5. Omdat zij Gods verwachtingen omtrent hen hadden teleurgesteld, zou Hij hun verwachtingen omtrent Hem teleurstellen, want,

a. Zij zullen niet verlost worden uit hun ellende, gelijk zij verwachten. Zij zullen de vrede zoeken, zij zullen die begeren en er om bidden, er op hopen en die verwachten, maar hij zal er niet zijn. Zowel hun pogingen om hun vijand zachter te stemmen als om hem te overwinnen, zullen vergeefs zijn, en hun ellende zal erger en erger worden.

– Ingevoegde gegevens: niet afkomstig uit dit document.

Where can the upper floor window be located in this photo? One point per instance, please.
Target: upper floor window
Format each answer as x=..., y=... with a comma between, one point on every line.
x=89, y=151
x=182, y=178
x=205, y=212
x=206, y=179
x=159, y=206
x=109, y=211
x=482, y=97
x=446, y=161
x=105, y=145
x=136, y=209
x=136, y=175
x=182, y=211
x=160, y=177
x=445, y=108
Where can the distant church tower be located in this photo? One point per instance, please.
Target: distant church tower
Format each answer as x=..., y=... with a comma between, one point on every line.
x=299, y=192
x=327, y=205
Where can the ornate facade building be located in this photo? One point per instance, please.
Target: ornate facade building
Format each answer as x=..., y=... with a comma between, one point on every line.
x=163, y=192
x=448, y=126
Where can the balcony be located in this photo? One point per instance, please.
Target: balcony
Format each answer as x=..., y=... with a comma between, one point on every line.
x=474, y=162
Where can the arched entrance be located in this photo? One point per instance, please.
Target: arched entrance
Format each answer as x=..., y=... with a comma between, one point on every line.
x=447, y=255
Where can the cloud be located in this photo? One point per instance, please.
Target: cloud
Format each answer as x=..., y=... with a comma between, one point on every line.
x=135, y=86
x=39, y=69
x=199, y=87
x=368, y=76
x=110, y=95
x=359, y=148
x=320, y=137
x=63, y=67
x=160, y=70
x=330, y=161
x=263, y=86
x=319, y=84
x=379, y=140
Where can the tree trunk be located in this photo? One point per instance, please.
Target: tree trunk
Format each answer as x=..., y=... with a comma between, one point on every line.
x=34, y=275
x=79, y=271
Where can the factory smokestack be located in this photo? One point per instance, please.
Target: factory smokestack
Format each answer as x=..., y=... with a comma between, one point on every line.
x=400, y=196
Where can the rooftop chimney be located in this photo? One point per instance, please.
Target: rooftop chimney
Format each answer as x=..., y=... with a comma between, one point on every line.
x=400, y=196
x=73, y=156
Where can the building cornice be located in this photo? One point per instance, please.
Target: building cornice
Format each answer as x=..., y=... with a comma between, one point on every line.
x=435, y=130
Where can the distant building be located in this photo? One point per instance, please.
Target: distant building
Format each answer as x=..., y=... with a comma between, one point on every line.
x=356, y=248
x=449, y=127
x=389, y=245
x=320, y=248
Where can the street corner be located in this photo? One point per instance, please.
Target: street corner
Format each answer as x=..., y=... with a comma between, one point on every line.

b. Zij zullen geen terechtwijzing hebben in de naderende ellende, vers 26. Zij zullen het gezicht van een profeet zoeken, zullen begeren, dat hun tot steun het uitzicht op een gelukkig einde verzekerd worde. Zij begeerden geen gericht om hen van hun zonde af te manen of voor het gevaar te waarschuwen, maar alleen om verlossing te beloven. Zulke tijdingen wensten zij te vernemen. Maar de wet zal vergaan van de priester, hij zal noch woorden van raad noch troostredenen voor hen hebben. Zij wilden niet horen wat God te zeggen had, toen Hij hen van zonde wilde overtuigen, en nu heeft Hij niets te zeggen tot bemoediging. "De raad zal vergaan van de oudsten, " de oudsten des volks, die hun raad zouden geven in deze moeilijke tijdsomstandigheden, zullen verlegen staan en ten einde raad wezen. Het staat slecht met een volk, als degenen, die het raden moeten, tot zichzelf niet inkeren, niet samen raadplegen en dat ook geen raad geven kunnen.

6. Daar zij elkaar tot zonde hadden aangezet en aangemoedigd, zou God hen ontmoedigen en krachteloos maken, zodat zij onmachtig werden om Gods oordelen te dragen, die over hen kwamen. Allen, hoog en laag, zouden bezwijken en gemeenschappelijk onder de last neerliggen, vers 27. De koning, die hun moed moest inspreken, zal rouw bedrijven, en de vorsten, die hen zouden aanvoeren tegen de vijand, zullen met verwoesting bekleed zijn. Hoofd en hart zal falen, hun staatkunde en hun moed en dus geen wonder, dat de handen van het volk des lands beroerd zullen zijn. Geen van de mannen, die voor hen strijden zouden, zal kracht behouden. Wat kunnen mensen voor zichzelf bedenken of doen, wanneer God hen verlaten heeft en Zich tegen hen keert? Alles moet noodzakelijk treuren en zuchten, wanneer God komt om hen naar hun verdienste te oordelen, en hun, tot hun nadeel, doet verstaan dat Hij de Heere is, Wien de wraak toekomt.